Mais qu’allait faire dans cette galère le dandy, l’esthète, le métaphysicien Daniel Salvatore Schiffer, lorsqu’il s’envole le premier avril 1999 de Roumanie pour atteindre Belgrade ? L’offensive de l’Otan sur la Serbie battait son (et sang) plein depuis une semaine dans ce que l’on appelait alors l’ex-Yougoslavie, et l’Europe demeurait prudemment aveugle face à une conflagration marquant le retour des horreurs de la guerre sur le Vieux Continent, après plusieurs décennies de paix – armée certes, mais de paix…

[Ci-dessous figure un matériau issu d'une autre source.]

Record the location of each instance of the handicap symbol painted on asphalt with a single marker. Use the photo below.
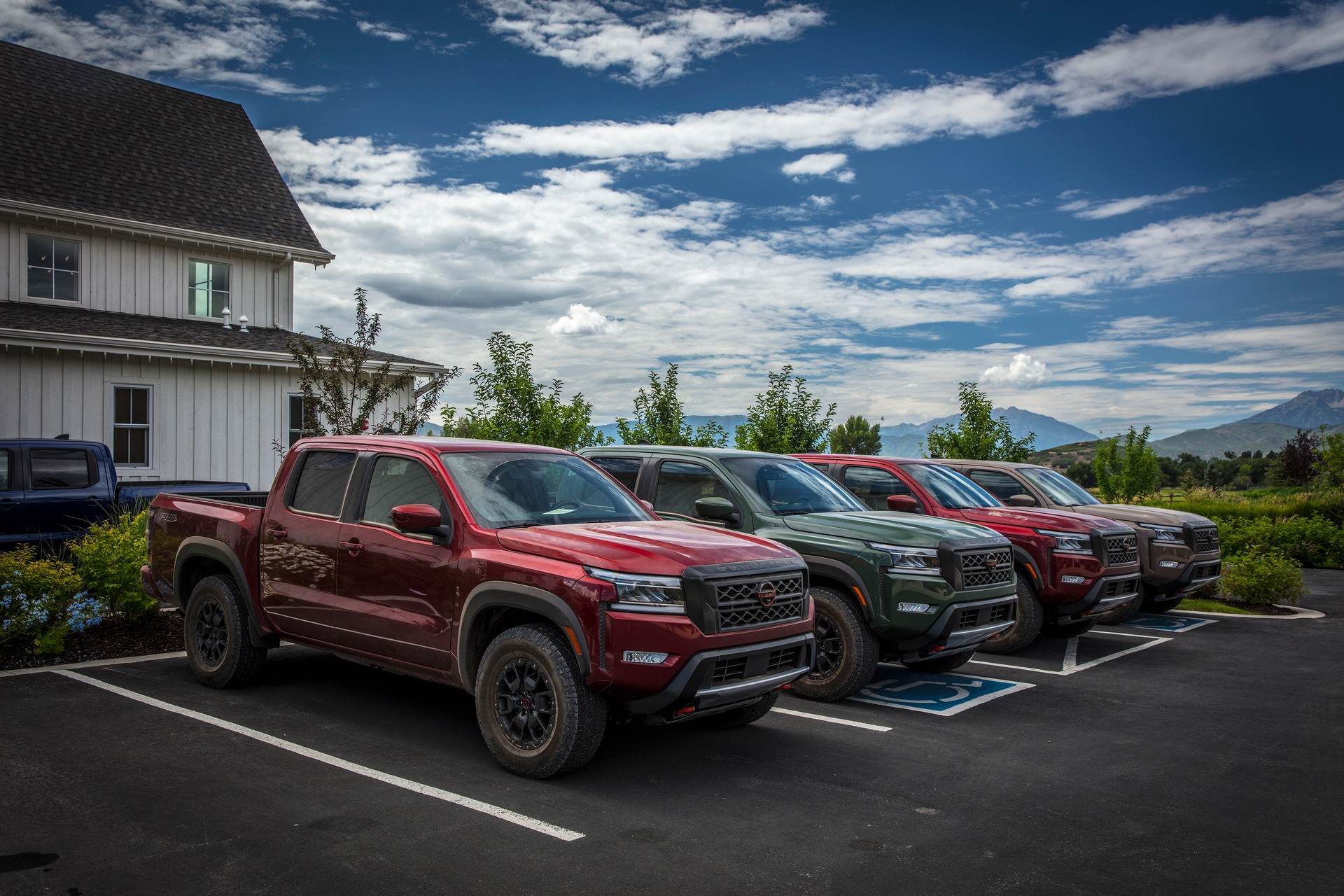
(939, 694)
(1166, 622)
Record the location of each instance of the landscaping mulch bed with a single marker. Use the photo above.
(159, 633)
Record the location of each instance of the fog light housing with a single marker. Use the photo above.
(644, 657)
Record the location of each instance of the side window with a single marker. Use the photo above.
(59, 469)
(682, 484)
(1002, 485)
(397, 481)
(622, 469)
(323, 477)
(873, 486)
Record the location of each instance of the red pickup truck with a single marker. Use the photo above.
(523, 575)
(1072, 567)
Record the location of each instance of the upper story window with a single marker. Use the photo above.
(52, 269)
(207, 288)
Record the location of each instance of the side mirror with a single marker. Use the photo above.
(904, 503)
(717, 508)
(421, 519)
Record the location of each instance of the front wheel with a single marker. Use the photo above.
(847, 650)
(533, 706)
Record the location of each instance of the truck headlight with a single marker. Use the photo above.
(648, 593)
(917, 561)
(1167, 533)
(1070, 542)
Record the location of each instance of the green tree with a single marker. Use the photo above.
(343, 388)
(514, 407)
(660, 418)
(857, 435)
(977, 435)
(785, 418)
(1126, 472)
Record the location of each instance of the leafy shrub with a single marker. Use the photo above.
(1310, 542)
(41, 601)
(109, 558)
(1262, 577)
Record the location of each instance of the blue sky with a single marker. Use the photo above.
(1107, 213)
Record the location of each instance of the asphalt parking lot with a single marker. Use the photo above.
(1132, 760)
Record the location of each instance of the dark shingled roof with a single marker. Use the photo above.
(85, 139)
(78, 321)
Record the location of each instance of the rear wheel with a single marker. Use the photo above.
(218, 647)
(1026, 626)
(847, 650)
(533, 706)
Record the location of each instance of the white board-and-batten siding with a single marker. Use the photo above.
(150, 276)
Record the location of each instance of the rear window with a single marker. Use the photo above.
(59, 469)
(323, 477)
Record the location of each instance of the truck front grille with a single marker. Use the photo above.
(1121, 550)
(986, 568)
(746, 605)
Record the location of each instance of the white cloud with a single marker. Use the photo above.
(1022, 372)
(1123, 69)
(1089, 211)
(382, 30)
(225, 42)
(582, 320)
(656, 45)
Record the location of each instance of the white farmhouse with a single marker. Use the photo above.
(147, 257)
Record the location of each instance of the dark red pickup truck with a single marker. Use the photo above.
(1072, 568)
(522, 574)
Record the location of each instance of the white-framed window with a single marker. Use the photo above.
(131, 431)
(54, 267)
(207, 288)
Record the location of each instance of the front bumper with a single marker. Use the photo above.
(718, 680)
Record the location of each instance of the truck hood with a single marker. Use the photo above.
(1038, 519)
(886, 527)
(652, 547)
(1139, 514)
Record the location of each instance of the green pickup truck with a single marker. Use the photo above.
(886, 586)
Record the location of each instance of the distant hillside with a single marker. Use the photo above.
(1307, 410)
(905, 440)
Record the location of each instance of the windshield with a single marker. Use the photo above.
(1058, 488)
(790, 486)
(508, 489)
(949, 488)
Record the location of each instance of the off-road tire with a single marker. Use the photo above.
(1027, 624)
(1068, 629)
(941, 664)
(847, 650)
(742, 715)
(216, 633)
(577, 715)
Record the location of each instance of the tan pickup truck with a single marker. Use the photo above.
(1177, 551)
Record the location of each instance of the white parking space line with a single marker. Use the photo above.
(504, 814)
(832, 720)
(1072, 653)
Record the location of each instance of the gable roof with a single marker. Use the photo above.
(85, 139)
(164, 332)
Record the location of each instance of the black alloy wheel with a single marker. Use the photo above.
(830, 648)
(211, 633)
(524, 704)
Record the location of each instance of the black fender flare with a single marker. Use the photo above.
(489, 596)
(841, 573)
(197, 547)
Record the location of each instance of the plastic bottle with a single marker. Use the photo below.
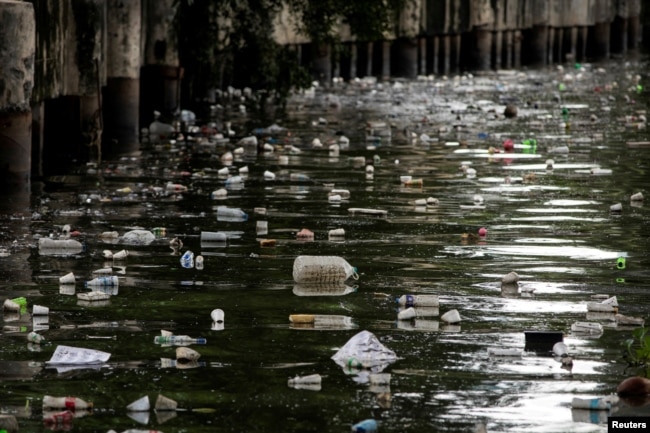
(231, 213)
(187, 259)
(49, 246)
(419, 301)
(365, 426)
(322, 269)
(214, 237)
(34, 337)
(70, 403)
(178, 340)
(111, 280)
(312, 379)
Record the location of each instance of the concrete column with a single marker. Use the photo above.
(537, 46)
(483, 53)
(517, 49)
(633, 35)
(601, 40)
(457, 48)
(436, 55)
(369, 56)
(447, 53)
(422, 47)
(584, 32)
(509, 48)
(38, 138)
(353, 60)
(17, 54)
(89, 38)
(498, 49)
(406, 58)
(619, 35)
(574, 43)
(322, 63)
(161, 75)
(551, 45)
(385, 60)
(122, 91)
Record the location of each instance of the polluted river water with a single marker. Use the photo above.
(423, 187)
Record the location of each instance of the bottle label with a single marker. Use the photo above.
(70, 403)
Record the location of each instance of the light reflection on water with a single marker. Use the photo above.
(552, 227)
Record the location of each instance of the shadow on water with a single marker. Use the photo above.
(545, 206)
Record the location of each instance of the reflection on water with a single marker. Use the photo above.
(409, 224)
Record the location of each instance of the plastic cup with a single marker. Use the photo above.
(140, 405)
(120, 255)
(67, 279)
(217, 315)
(451, 316)
(164, 403)
(10, 305)
(40, 310)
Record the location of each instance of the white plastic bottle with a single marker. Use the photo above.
(178, 340)
(419, 301)
(111, 281)
(71, 403)
(231, 213)
(322, 269)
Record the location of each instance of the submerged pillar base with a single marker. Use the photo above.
(16, 149)
(121, 115)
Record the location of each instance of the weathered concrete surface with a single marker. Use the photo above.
(17, 53)
(122, 91)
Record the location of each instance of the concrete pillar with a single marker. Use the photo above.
(574, 43)
(406, 58)
(369, 56)
(619, 35)
(447, 53)
(436, 55)
(601, 40)
(422, 48)
(517, 49)
(336, 72)
(322, 63)
(551, 45)
(161, 75)
(498, 49)
(483, 52)
(385, 60)
(633, 35)
(457, 48)
(17, 54)
(122, 91)
(353, 60)
(509, 48)
(89, 38)
(584, 32)
(537, 48)
(38, 138)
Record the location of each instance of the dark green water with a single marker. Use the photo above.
(555, 230)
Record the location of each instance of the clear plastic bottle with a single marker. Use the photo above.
(322, 269)
(231, 213)
(178, 340)
(187, 259)
(111, 281)
(419, 301)
(365, 426)
(70, 403)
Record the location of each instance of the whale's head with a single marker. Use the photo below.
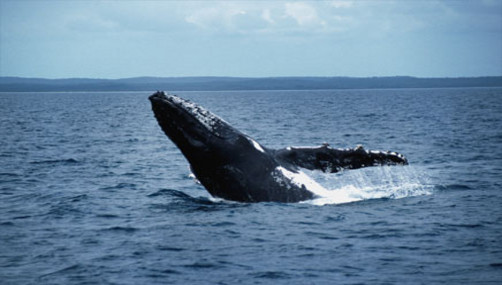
(200, 134)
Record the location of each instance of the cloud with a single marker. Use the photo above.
(303, 13)
(341, 4)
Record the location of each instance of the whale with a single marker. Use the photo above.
(233, 166)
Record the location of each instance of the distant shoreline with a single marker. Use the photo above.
(145, 84)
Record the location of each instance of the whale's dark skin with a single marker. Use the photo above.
(232, 166)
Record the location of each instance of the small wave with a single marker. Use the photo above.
(119, 186)
(453, 187)
(371, 183)
(169, 193)
(56, 161)
(121, 229)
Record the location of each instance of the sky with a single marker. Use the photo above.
(120, 39)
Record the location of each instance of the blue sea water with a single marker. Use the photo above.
(92, 192)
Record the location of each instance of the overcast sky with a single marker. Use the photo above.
(117, 39)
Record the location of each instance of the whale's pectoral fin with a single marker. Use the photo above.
(333, 160)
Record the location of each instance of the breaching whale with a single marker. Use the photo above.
(233, 166)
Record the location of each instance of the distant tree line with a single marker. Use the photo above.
(19, 84)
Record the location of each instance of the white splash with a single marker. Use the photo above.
(371, 183)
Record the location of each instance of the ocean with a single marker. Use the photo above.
(93, 192)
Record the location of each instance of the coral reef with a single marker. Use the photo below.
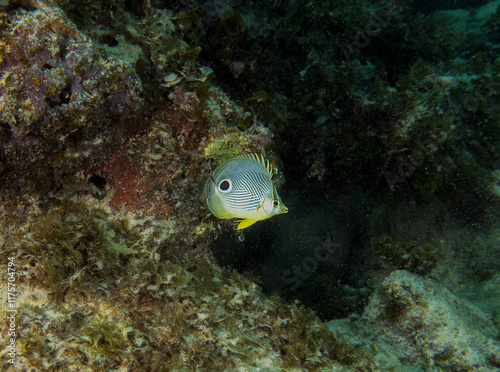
(382, 117)
(426, 324)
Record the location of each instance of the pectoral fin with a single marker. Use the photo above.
(243, 224)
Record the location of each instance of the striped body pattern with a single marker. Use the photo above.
(242, 188)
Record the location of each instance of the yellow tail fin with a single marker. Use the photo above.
(243, 224)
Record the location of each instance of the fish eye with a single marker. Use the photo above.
(225, 185)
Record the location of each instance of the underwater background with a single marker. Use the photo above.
(382, 118)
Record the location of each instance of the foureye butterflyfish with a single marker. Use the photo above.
(242, 188)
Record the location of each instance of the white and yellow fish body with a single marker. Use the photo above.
(242, 188)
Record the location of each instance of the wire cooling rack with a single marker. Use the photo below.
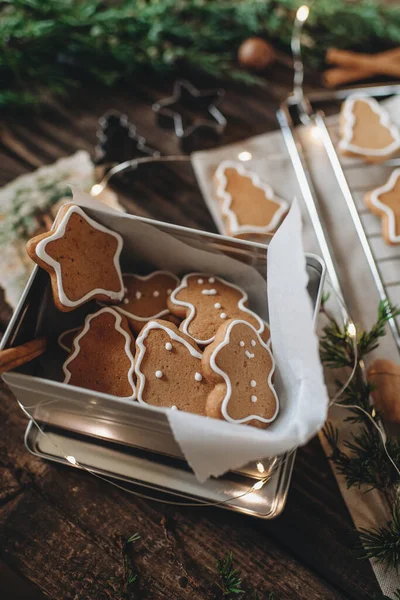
(383, 260)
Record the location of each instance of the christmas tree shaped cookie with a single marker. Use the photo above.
(248, 205)
(101, 358)
(385, 202)
(241, 366)
(82, 258)
(206, 301)
(367, 130)
(168, 369)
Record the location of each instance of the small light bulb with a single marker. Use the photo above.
(351, 329)
(302, 13)
(97, 188)
(258, 485)
(245, 156)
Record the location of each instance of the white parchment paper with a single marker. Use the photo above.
(210, 446)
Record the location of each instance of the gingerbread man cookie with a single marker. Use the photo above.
(66, 339)
(168, 369)
(101, 359)
(146, 297)
(367, 130)
(241, 367)
(205, 302)
(385, 202)
(248, 205)
(82, 258)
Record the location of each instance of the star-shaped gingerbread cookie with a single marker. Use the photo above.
(241, 366)
(385, 202)
(82, 258)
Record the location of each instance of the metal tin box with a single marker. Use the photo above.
(119, 438)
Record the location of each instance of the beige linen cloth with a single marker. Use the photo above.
(269, 158)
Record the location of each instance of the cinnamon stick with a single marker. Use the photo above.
(20, 355)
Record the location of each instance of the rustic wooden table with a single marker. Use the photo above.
(61, 530)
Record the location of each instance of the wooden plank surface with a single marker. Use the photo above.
(61, 531)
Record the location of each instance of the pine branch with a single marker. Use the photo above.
(383, 543)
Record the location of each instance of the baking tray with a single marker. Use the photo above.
(125, 439)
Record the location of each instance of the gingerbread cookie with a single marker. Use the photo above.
(66, 339)
(205, 302)
(367, 130)
(168, 369)
(146, 297)
(248, 205)
(101, 359)
(82, 258)
(241, 366)
(385, 202)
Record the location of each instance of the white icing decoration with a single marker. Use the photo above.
(374, 199)
(127, 348)
(141, 380)
(226, 198)
(135, 317)
(57, 235)
(186, 323)
(60, 339)
(349, 122)
(228, 383)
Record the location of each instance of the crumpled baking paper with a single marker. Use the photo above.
(211, 446)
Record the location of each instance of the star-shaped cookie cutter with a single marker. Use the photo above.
(112, 124)
(186, 95)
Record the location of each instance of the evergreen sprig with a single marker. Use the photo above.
(47, 46)
(383, 543)
(363, 461)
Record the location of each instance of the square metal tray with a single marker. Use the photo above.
(124, 439)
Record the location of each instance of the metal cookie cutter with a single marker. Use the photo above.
(118, 140)
(193, 115)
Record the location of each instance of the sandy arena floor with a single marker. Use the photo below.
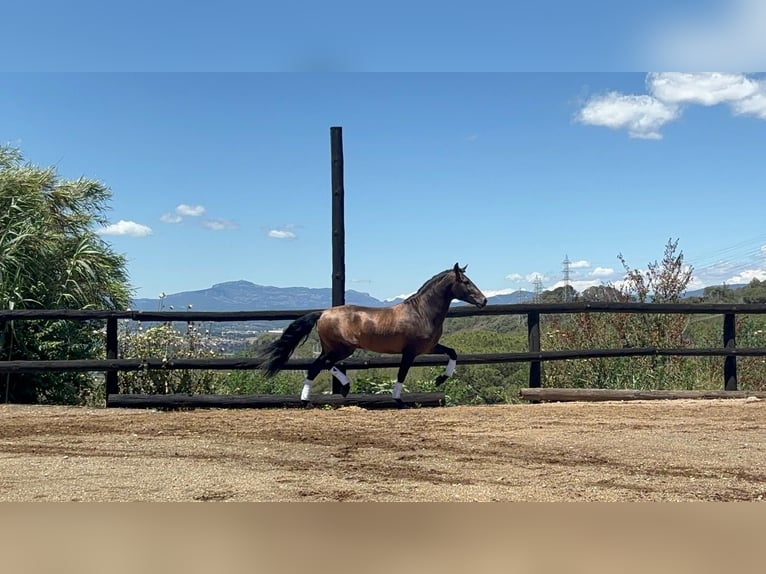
(648, 450)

Schiffer n’est pas encore à l’époque le biographe du héros de Missolonghi, mais c’est pourtant guidé par le modèle byronien qu’il n’écoute que sa conscience pour « aller y voir ». Pourquoi avoir laissé passer seize ans avant de livrer un tel texte au public ? Schiffer affirme avoir attendu que les temps soient suffisamment « mûrs » et moins passionnés qu’en une époque où ne fût-ce que décrire le sort du peuple serbe était automatiquement assimilé à un soutien inconditionnel, partant suspect. Or, l’engagement de Schiffer, qui s’est traduit par une prise de risque intellectuelle comme physique, n’a en définitive qu’une cible, clairement désignée dans la préface : « l’hégémonie américaine, bras armé de l’OTAN, organisme politico-militaire dont ma chère et vieille Europe se révèle être, trop souvent, l’aveugle et veule complice, bafouant ainsi, par ce flagrant manque de sagesse, jusqu’à ses idéaux les plus nobles ».

Schiffer se verra sans doute reprochés le pathos volontiers lyrique avec lequel il présente ses faits, gestes et ressentis, ou encore  une implication qui sera interprétée comme la "trahison d'un clerc". Pourtant, davantage qu’un écrivain qui s’offre le frisson de s’égarer dans l’action, Schiffer aura eu cet indéniable courage de se faire le témoin de l’absurdité de la guerre, et par là de délivrer un message qui n’appartient à d’autre camp que celui de l’authentique humanisme. Une fois donc dépouillé de ses tours quelque peu emphatiques, Le Testament du Kosovo se classe parmi les récits de première main sur une tragédie européenne aux blessures toujours béantes et se hisse au rang du cri de révolte intemporel contre l’abjection.

Frédéric SAENEN

Daniel Salvatore Schiffer, Le Testament du Kosovo. Journal de guerre, Éditions du Rocher, 510 pp., 21 €.